I just need to combine the two...

Saturday, 5 May 2012

java sound: midi and sampled streams played together

I've been playing around with my home Karaoke system. This has included decoding my Songken DKD disk. Once I did that, I wanted to emulate the behaviour of my Malata Karaoke player: playing the Midi files, showing the lyrics and also showing in a bar graph the notes that should be sung and the notes the performer is actually singing.

This requires processing files of Midi data, handling the soundcard microphone input and speaker output and using a GUI to show everything. Java Sound looks like a perfect choice for this as it can do all these things. (Although Oracle's custodianship of Java and their outrageous API copyright claims makes it increasingly difficult to justify starting a new project using Java.)

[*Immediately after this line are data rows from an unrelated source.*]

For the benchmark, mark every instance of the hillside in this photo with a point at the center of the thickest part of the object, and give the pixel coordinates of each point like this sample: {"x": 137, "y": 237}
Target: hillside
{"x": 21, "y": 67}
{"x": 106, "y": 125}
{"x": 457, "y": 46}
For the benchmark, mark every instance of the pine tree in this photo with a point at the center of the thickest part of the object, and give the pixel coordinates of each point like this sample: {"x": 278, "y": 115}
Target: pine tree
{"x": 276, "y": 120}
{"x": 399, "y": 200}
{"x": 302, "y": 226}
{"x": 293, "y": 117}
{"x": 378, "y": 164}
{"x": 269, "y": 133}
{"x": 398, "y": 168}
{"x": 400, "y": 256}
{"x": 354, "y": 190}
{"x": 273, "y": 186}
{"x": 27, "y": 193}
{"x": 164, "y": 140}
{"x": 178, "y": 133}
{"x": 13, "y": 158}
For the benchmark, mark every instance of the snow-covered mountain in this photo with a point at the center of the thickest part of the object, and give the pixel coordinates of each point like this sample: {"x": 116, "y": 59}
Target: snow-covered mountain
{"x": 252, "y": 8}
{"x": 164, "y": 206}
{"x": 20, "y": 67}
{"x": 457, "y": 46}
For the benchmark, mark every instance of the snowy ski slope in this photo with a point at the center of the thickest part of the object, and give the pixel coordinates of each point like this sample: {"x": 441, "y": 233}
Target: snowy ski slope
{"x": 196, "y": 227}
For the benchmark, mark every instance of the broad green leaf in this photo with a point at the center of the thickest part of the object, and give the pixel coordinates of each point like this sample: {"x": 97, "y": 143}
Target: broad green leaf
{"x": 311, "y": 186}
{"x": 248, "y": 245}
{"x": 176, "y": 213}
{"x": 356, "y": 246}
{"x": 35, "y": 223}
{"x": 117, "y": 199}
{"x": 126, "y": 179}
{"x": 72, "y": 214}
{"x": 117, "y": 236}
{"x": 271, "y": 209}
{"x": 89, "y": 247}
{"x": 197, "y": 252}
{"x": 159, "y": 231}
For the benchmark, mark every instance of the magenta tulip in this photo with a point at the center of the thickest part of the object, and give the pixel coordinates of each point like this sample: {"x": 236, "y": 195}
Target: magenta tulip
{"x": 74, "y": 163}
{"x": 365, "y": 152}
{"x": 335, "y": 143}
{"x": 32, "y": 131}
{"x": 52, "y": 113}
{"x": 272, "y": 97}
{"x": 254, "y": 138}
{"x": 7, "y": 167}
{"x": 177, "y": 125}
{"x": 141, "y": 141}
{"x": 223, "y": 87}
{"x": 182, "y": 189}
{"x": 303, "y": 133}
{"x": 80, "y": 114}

Playing a file of Midi data is easy:

    try {
        Sequence sequence = MidiSystem.getSequence(midiFile);
        Sequencer sequencer = MidiSystem.getSequencer();
        sequencer.open();
        sequencer.setSequence(sequence);
        sequencer.start();
    } catch (Exception e) {...}

Copying sound from the microphone to the speaker is a bit harder. You have to set up TargetDataLine to read bytes from the microphone, set up a SourceDataLine to send bytes to the speaker and then copy bytes from the target to the source (yes, that's the correct way though the nomenclature is strange, copying from the target of the input mixer to the source of the output mixer) [based on code by Matthias Pfisterer]:

    private static AudioFormat getAudioFormat(){
        float sampleRate = 44100.0F;
        //8000,11025,16000,22050,44100
        int sampleSizeInBits = 16;
        //8,16
        int channels = 1;
        //1,2
        boolean signed = true;
        //true,false
        boolean bigEndian = false;
        //true,false
        return new AudioFormat(sampleRate,
                   sampleSizeInBits,
                   channels,
                   signed,
                   bigEndian);
    }//end getAudioFormat

    public void playAudio() throws Exception {
        AudioFormat audioFormat;
        TargetDataLine targetDataLine;

        audioFormat = getAudioFormat();
        DataLine.Info dataLineInfo =
            new DataLine.Info(
                  TargetDataLine.class,
                  audioFormat);
        targetDataLine = (TargetDataLine)
            AudioSystem.getLine(dataLineInfo);

        targetDataLine.open(audioFormat,
                audioFormat.getFrameSize() * FRAMES_PER_BUFFER);
        targetDataLine.start();

        playAudioStream(new AudioInputStream(targetDataLine));
    } // playAudioFile

    /** Plays audio from the given audio input stream. */
    public void playAudioStream( AudioInputStream audioInputStream ) {
        // Audio format provides information like sample rate, size, channels.
        AudioFormat audioFormat = audioInputStream.getFormat();

        // Open a data line to play our type of sampled audio.
        // Use SourceDataLine for play and TargetDataLine for record.
        DataLine.Info info = new DataLine.Info( SourceDataLine.class,
             audioFormat );
        if ( !AudioSystem.isLineSupported( info ) ) {
            System.out.println( "Play.playAudioStream does not handle this type of audio on this system." );
            return;
        }

        try {
             SourceDataLine dataLine = (SourceDataLine) AudioSystem.getLine( info );

            dataLine.open( audioFormat,
               audioFormat.getFrameSize() * FRAMES_PER_BUFFER);

            // Allows the line to move data in and out to a port.
            dataLine.start();

            // Create a buffer for moving data from the audio stream to the line.
            int bufferSize = (int) audioFormat.getSampleRate() *
            audioFormat.getFrameSize();
            bufferSize = audioFormat.getFrameSize() * FRAMES_PER_BUFFER;
            // See http://docs.oracle.com/javase/6/docs/technotes/guides/sound/programmer_guide/chapter5.html
            // for recommendation about buffer size
            byte [] buffer = new byte[bufferSize / 5];

            // Move the data until done or there is an error.
            try {
                int bytesRead = 0;
                while ( bytesRead >= 0 ) {
                    bytesRead = audioInputStream.read( buffer, 0, buffer.length );
                    if ( bytesRead >= 0 ) {
                        int framesWritten = dataLine.write( buffer, 0, bytesRead );
                    }
                } // while
            } catch ( IOException e ) {
                e.printStackTrace();
            }
          dataLine.drain();


            dataLine.close();
        } catch ( LineUnavailableException e ) {
            e.printStackTrace();
      }
    } // playAudioStream

Now both of those work okay, picking up default devices, mixers, data lines, etc. You have to be careful running the copy code from microphone to speaker - you can set up a howling feedback loop between your laptop's microphone and speaker if you don't use, say, headphones.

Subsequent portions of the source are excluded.